The court will necessarily take decisions to detain some young people beyond assessment and treatment, for risk management and sometimes punitive reasons. At least initially and perhaps even in the longer run, the system will need a high-security detention facility to deal with particularly dangerous and recidivist offenders, but that absolutely should not form the model for the whole system, nor should these kids be housed with others who are much more vulnerable. The facility should house no more than 50 kids, should still have a primary rehabilitation focus, even in a high-security environment, and should be used only as a last resort for the shortest time possible.

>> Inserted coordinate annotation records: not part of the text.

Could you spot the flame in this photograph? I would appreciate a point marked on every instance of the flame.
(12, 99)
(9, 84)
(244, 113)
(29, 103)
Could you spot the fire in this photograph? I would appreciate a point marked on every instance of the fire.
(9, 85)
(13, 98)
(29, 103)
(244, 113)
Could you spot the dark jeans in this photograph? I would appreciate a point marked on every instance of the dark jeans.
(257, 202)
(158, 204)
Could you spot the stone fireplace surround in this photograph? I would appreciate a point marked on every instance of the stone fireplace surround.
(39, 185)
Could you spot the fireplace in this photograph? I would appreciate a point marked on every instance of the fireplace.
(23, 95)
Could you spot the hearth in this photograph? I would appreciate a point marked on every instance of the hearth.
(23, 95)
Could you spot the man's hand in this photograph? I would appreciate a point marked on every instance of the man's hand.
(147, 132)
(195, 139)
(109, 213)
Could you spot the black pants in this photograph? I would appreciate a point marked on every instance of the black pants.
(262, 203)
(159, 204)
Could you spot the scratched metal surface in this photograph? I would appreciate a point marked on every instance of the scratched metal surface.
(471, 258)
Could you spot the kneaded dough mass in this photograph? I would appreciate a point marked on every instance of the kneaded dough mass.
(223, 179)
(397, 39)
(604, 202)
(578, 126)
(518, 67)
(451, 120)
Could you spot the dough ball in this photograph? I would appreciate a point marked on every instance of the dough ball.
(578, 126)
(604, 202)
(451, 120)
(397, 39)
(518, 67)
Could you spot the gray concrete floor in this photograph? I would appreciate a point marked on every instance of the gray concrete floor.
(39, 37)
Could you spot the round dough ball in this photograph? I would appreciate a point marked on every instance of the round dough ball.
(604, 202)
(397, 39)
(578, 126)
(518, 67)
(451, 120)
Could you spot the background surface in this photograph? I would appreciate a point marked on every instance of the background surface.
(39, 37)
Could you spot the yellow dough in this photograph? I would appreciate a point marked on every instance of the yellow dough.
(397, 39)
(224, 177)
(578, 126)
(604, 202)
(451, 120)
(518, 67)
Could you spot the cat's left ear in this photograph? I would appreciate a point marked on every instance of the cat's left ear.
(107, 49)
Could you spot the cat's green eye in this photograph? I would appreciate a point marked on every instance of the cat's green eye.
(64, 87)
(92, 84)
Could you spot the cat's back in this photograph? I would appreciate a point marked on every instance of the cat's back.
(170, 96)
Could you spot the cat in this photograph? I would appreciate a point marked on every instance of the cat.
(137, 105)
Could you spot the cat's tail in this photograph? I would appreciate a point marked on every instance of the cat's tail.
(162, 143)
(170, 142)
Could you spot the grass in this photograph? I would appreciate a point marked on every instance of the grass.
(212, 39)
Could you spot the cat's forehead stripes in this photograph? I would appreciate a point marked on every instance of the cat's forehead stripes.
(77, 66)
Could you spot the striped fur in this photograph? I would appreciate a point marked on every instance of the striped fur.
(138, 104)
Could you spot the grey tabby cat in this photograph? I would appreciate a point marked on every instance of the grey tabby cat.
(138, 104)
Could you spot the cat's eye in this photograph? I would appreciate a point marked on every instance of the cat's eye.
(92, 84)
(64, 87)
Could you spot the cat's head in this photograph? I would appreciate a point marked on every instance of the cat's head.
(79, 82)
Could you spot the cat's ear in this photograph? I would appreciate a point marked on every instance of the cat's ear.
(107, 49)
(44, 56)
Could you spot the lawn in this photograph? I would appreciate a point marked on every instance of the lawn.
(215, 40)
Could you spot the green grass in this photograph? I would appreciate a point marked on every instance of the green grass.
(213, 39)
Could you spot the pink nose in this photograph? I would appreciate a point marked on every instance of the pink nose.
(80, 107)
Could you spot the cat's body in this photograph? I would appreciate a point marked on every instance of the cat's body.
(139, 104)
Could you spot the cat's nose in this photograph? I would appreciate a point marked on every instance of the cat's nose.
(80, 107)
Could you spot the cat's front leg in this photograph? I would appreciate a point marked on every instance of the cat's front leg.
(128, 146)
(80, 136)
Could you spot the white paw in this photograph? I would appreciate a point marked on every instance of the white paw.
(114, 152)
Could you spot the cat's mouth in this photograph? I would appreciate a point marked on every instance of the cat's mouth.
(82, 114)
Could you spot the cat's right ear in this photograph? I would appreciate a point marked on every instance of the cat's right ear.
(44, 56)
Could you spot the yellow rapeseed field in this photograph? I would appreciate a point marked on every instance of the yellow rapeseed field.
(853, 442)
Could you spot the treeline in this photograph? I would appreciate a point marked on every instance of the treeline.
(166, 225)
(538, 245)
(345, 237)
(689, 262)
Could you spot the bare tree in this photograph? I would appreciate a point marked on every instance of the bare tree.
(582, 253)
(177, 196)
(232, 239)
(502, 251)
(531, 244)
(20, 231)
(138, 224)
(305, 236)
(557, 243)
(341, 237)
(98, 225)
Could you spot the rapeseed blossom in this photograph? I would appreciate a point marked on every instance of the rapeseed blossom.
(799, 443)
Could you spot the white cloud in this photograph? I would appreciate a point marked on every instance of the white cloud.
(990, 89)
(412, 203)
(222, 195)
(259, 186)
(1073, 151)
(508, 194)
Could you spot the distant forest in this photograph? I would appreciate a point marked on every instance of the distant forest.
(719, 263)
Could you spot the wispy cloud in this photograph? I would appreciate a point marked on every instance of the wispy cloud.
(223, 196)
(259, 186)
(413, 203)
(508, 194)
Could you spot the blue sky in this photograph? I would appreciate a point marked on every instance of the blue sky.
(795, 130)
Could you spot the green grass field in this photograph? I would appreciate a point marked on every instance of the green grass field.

Beyond the high-security and assessment and treatment centres, there should be youth education centres. Well-trained corrections staff would take care of security, but inside the walls would be a secondary school campus, a couple of TAFEs, an outdoor skills learning centre, and a special purpose Aboriginal learning facility, all charged with engaging local communities. A series of step up/step down 'foyers' would allow kids to continue programs they begin in detention while living in the community, or to start programs without being detained after assessment and treatment.
Doing some or all of this, or more, will be expensive — a major investment in radically new infrastructure. But at least it has some chance of not being good money thrown after bad, which is what a continuation of the current model will deliver in wasted lives.
Terry Laidler, a former ABC Melbourne broadcaster, is a psychologist with wide forensic experience, from the Parole Board to chairing the Mental Health Reform Council.